I like Stephen King. His work has inspired me, and his book, On Writing, has to be one of the best books I’ve ever read. I still think about some of the thoughts in there regularly.
He’s a maverick, a little bit of a wild card, and not the person I’d want to emulate in many ways, but I love his Tax Me, For F@%&’s sake stance on taxes (also covered in the Tough Sh!t piece on Huffington Post). I like that he speaks his mind, and isn’t pandering to anyone.
Overall I think he’s right, and we ought to pay more in taxes overall, but especially rich people, many of whom don’t contribute to the improvement of our economy. They do some good in their companies, but many rich people make lots of money trading stocks and bonds outside of their incomes. They don’t add much value to our economy, or to the country. They speculate, and create more waves in the financial markets, and disrupt the world, often for their own good and to the detriment of the small investor.
However I also agree with many of the comments in the HuffPost piece. I don’t want raised taxes to be wasted in government on more of the same. If we raise taxes, I want the deficit lowered, I want less spending overall, less spending overseas, and work done to make our government more efficient. I do favor moving more grants to the states, and having them administer programs that provide safety nets or valuable services. I’ll pay more, but I want better use of the money.

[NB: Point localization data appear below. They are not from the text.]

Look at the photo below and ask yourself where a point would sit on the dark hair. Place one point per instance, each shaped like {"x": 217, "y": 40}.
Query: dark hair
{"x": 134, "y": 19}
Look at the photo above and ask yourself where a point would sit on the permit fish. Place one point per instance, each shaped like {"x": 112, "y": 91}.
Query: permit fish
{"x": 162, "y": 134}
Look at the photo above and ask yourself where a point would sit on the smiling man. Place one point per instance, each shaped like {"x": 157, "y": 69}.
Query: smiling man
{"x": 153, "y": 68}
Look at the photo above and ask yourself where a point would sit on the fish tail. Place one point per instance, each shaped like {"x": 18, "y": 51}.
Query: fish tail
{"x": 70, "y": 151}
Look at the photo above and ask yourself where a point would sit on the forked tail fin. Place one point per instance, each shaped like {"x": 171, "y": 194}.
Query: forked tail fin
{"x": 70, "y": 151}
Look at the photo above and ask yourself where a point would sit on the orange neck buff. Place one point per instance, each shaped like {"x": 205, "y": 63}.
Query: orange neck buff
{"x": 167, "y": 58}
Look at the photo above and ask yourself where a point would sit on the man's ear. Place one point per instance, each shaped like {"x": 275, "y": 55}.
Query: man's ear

And ultimately that’s a large part of the problem. Too much money in politics from corruption, from the need to run expensive campaigns, and from the potential jobs afterwards (and health care).
Raising taxes isn’t popular, and I’m not sure the Buffet Rule makes sense without some reforms taking place elsewhere. However I also don’t like lots of the Ryan budget, which refuses to address issues as well, and works to cut so many social benefits radically, disproportionally hitting the poor. If we have dis-proportionate hits at this point, they ought to be on the rich, not the poor.